# Chapter 2: Metrics and Estimates

Converted from R to Python

## Introduction

Statisticians estimate; business analysts measure. Statisticians often use the terms *statistic* and *estimate* for values calculated from the data, to draw a distinction between interpretations of the data, and the 'true' state of affairs. Data scientists and business analysts are more likely to refer to such values as a *metric*. The difference reflects the approach of statistics versus data science: accounting for uncertainty lies at the heart of the discipline of statistics. Business or organizational objectives are the focus of data science.

In the past, the auditor's initial step when confronted with a new database is to 'foot' the dataset (i.e., compute a total) and 'agree' that total to the client's records (i.e., see whether client's records agree with the computed total).

In [None]:
# Import required libraries
import pandas as pd
import numpy as np
import matplotlib.pyplot as plt
import seaborn as sns
import auditanalytics as aa

# Set display options
pd.set_option('display.max_columns', None)
pd.set_option('display.width', None)

## Footing and Agreeing

This is done with pandas `sum()` method or our `foot_and_agree()` function:

In [None]:
# Load the disbursements journal
disburse = aa.data.load_data('ch_2_AP_disbursements_journal.csv')

# Display summary
print(disburse.describe())

# Foot the total
print(f"\n\nFooted total of disbursements journal = ${disburse['amount_paid'].sum():,.2f}")
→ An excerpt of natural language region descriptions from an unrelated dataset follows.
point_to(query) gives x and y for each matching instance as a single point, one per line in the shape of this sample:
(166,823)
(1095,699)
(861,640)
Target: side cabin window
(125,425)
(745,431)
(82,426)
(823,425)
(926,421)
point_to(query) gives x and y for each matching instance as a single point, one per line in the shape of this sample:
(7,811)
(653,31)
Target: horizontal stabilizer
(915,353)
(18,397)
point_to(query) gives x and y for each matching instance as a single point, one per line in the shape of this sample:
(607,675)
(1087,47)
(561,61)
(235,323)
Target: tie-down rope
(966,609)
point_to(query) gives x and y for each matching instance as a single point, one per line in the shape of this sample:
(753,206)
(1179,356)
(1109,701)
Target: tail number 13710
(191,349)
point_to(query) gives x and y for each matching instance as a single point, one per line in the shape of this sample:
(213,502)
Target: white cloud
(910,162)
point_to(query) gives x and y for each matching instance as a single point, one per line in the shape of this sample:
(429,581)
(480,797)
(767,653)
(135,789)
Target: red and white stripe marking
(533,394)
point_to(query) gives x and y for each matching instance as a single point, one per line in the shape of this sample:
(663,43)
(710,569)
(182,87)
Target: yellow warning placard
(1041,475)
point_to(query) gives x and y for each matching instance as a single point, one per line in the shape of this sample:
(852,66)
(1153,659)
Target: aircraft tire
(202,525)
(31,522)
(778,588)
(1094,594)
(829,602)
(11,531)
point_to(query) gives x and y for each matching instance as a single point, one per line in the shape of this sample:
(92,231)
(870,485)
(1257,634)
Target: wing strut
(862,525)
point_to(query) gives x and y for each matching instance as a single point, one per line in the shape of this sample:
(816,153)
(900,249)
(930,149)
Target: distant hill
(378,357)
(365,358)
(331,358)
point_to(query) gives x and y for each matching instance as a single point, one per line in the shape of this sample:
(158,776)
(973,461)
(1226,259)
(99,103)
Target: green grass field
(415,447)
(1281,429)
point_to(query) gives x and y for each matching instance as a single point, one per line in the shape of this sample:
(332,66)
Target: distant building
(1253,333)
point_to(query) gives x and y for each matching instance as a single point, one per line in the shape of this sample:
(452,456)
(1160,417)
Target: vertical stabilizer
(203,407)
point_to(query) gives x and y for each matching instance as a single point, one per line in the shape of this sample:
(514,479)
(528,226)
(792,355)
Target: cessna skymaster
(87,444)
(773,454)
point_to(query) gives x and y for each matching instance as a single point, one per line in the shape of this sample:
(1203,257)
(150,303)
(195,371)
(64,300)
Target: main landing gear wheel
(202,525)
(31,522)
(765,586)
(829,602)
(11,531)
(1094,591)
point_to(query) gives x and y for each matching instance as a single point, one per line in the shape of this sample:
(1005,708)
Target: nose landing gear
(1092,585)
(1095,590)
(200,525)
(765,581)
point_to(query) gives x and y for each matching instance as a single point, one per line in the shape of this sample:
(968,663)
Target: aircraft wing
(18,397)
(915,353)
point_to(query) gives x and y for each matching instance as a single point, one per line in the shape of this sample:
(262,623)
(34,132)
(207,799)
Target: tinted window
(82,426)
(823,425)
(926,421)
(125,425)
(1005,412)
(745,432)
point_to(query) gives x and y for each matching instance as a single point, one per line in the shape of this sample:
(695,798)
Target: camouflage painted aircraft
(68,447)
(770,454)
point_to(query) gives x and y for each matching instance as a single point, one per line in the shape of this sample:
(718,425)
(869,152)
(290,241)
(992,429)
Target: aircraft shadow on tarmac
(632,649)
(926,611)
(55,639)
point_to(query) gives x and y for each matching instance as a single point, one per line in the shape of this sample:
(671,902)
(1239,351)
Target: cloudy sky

## Summary Statistics with pandas

Python's pandas library has powerful built-in methods for generating summary statistics. Here are several ways to analyze the banking industry dataset:

In [None]:
# Load banking financial data
bank_fin = aa.data.load_data('ch_2_yahoo_fin.csv')

# Basic statistics
print("Basic Summary Statistics:")
print(bank_fin.describe())

## Advanced Summary Statistics

The auditanalytics package provides enhanced summary statistics similar to R's Hmisc and psych packages:

In [None]:
# Extended statistics including skewness and kurtosis
extended_stats = aa.core.compute_summary_stats(bank_fin, describe_type='extended')
print("\nExtended Summary Statistics:")
print(extended_stats)

## Group-wise Statistics

Pandas makes it easy to compute statistics by groups:

In [None]:
# If the data has a 'name' column, we can group by it
if 'name' in bank_fin.columns:
    grouped_stats = aa.core.compute_summary_stats(bank_fin, group_by='name')
    print("\nGrouped Statistics:")
    print(grouped_stats)
else:
    print("No 'name' column found for grouping")

## Creating Formatted Tables

For audit papers, we can create nicely formatted tables:

In [None]:
# Create a styled table
summary = bank_fin.describe().round(2)
summary.style.background_gradient(cmap='Blues')

## Visualization

Python's matplotlib and seaborn make it easy to visualize data:

In [None]:
# Select numeric columns only
numeric_cols = bank_fin.select_dtypes(include=[np.number]).columns

if len(numeric_cols) > 0:
    # Create distribution plots
    fig, axes = plt.subplots(1, min(3, len(numeric_cols)), figsize=(15, 4))
    
    if len(numeric_cols) == 1:
        axes = [axes]
    
    for idx, col in enumerate(numeric_cols[:3]):
        if len(numeric_cols) > 1:
            ax = axes[idx]
        else:
            ax = axes[0]
        
        bank_fin[col].hist(ax=ax, bins=20, edgecolor='black')
        ax.set_title(f'Distribution of {col}')
        ax.set_xlabel(col)
        ax.set_ylabel('Frequency')
    
    plt.tight_layout()
    plt.show()
else:
    print("No numeric columns found for visualization")

## Conclusion

This notebook demonstrates basic audit analytics operations in Python:

1. **Footing and agreeing** - Verifying totals
2. **Summary statistics** - Computing descriptive statistics
3. **Grouped analysis** - Analyzing data by categories
4. **Visualization** - Creating charts and graphs

All functionality from the R version is available in Python with similar or enhanced capabilities.